This project is a Python-based web scraping and data visualization project using the Scrapy, pymongo, and Dash libraries. The goal is to scrape data from books.toscrape.com, store it in a MongoDB database, and create a dashboard to search and visualize the scraped book data.
- Installation
- Usage
- Project Structure
- Scraping
- Dashboard
- Automatic execution with anacron
- Contributing
-
Clone the repository:
git clone [email protected]:kstarkiller/simplon_brief08_web_scrapping.git
-
Navigate to the project directory:
cd simplon_brief08_web_scraping (or whatever you named this project)
-
Install the required dependencies:
pip install -r dash/requirements.txt
To scrape data from books.toscrape.com, you first have to install MongoDB and create your user (if not already done): without this step you won't be able to run scraping process. See instructions to install MongoDB and create an user below
In spider.py and main.py, replace MONGO_USR and MONGO_PWD variables by your MongoDB username and password (see lines 14 and 15 of the spider.py file and line 23 of the main.py)
Then you can run the following command: scrapy crawl myspider
This command will initiate the scraping process and save the scraped data in 'books' collection of 'scraped_books' database.
To launch the dashboard, run the following command: python dash/main.py
Visit http://localhost:8050/ in your web browser to interact with the dashboard. You can search for books and visualize some data points.

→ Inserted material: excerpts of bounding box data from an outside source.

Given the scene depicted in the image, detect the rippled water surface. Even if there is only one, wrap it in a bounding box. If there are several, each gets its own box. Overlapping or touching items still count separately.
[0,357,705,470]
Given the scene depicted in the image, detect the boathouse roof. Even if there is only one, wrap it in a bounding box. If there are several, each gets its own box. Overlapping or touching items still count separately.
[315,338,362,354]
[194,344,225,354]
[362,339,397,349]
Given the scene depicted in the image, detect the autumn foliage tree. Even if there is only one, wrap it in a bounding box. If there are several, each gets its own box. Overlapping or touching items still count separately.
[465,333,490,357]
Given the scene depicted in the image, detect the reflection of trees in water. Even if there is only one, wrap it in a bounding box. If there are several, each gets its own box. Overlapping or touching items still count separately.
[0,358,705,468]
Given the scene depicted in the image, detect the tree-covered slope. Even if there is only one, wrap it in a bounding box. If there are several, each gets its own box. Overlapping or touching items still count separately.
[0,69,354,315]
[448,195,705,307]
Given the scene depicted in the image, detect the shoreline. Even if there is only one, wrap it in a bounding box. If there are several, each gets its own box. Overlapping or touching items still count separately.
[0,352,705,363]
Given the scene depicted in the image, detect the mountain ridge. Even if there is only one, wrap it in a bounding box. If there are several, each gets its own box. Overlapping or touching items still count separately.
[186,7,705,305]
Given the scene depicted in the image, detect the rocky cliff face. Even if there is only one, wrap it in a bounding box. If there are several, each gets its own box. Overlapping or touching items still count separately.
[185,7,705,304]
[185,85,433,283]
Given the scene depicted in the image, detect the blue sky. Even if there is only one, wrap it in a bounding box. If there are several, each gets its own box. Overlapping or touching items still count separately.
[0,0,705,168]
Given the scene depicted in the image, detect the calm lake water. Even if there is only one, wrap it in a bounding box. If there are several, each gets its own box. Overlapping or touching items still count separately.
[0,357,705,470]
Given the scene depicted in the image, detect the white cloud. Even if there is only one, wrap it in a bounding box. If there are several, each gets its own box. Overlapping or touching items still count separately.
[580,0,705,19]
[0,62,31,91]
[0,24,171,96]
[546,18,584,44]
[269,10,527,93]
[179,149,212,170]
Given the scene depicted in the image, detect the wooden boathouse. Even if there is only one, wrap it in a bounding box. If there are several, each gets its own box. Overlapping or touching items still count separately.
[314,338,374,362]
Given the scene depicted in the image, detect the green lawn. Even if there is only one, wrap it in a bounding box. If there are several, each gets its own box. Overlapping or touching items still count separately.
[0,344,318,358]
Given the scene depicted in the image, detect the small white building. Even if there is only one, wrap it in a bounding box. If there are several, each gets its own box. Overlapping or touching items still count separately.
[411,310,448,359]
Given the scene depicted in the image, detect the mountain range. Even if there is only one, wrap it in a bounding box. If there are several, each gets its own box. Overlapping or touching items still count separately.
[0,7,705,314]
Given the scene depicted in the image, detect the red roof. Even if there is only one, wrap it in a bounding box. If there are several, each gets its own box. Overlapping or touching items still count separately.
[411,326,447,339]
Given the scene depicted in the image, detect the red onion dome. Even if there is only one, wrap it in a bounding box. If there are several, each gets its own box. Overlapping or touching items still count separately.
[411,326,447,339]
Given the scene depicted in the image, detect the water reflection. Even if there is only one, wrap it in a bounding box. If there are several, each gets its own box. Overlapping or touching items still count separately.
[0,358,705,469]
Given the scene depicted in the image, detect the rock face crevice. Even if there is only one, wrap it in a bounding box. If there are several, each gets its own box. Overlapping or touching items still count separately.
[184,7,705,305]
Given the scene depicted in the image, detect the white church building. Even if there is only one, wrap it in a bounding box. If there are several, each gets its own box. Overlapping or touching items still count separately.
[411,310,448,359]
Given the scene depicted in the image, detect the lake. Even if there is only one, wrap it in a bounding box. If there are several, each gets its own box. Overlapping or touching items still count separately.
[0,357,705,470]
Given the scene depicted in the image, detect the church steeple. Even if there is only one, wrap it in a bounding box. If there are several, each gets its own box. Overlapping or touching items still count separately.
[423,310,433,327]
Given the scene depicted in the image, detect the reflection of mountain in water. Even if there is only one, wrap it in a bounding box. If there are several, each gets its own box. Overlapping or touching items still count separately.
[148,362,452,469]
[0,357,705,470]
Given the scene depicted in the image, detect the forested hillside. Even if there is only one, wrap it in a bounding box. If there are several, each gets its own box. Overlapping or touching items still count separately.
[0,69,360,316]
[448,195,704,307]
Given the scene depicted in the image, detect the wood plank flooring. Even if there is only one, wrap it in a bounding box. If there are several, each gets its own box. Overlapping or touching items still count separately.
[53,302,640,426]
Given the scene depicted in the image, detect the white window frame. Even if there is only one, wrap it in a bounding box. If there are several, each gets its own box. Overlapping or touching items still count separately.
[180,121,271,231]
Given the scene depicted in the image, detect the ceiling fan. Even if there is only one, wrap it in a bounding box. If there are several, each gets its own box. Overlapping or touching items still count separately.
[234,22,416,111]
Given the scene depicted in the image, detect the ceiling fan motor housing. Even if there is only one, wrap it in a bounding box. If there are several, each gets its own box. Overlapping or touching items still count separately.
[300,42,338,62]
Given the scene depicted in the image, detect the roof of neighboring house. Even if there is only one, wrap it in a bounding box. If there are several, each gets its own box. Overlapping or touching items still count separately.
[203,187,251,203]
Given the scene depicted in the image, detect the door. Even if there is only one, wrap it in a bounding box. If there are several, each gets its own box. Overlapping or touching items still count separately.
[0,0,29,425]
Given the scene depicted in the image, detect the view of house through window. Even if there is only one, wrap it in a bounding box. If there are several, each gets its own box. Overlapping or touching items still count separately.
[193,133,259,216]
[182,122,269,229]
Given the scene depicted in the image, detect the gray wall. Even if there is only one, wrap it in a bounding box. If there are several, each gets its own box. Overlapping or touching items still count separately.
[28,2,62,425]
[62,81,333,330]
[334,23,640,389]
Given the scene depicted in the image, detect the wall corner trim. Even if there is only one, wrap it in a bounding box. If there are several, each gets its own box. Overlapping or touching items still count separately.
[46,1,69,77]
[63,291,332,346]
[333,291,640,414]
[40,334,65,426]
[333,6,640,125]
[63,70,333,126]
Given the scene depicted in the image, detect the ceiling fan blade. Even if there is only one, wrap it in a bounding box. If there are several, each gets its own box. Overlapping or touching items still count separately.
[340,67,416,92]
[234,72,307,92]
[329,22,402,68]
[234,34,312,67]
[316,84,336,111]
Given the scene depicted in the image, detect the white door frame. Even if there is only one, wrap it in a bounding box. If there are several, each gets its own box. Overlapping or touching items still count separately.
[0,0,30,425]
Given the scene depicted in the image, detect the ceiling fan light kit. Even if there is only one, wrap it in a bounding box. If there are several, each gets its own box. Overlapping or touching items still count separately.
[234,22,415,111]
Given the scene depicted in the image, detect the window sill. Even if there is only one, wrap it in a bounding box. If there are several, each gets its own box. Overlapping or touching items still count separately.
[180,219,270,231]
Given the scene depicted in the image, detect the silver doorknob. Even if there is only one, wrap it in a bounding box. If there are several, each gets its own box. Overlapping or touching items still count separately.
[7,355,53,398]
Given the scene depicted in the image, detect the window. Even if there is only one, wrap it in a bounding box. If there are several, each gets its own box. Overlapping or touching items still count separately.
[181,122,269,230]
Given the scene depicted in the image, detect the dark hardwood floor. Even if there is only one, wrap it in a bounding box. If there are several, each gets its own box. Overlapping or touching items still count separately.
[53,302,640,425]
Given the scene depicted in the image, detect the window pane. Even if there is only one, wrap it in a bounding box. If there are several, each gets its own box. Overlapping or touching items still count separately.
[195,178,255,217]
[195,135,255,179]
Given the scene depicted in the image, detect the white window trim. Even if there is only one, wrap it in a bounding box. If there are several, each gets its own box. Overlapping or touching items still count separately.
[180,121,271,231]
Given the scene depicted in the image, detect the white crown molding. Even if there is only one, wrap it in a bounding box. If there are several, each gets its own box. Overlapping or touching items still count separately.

To crawling books.toscrape.com website every day (monday to friday) automatically go the ~/etc/anacrontab and write this line and the end of the file :
1 15 spider [1-5] "~/path/to/your/file"
What means this line ?
- 1: Specifies that the command should be executed every day.
- 15: Represents the delay in minutes.
- spider: Is the identifier for the job.
- [1-5]: This specifies the range of days from Monday (1) to Friday (5). So, the command will only be executed on days 1 through 5 (Monday to Friday).
- /path/to/your/file: Is the path to the program or script that will be executed.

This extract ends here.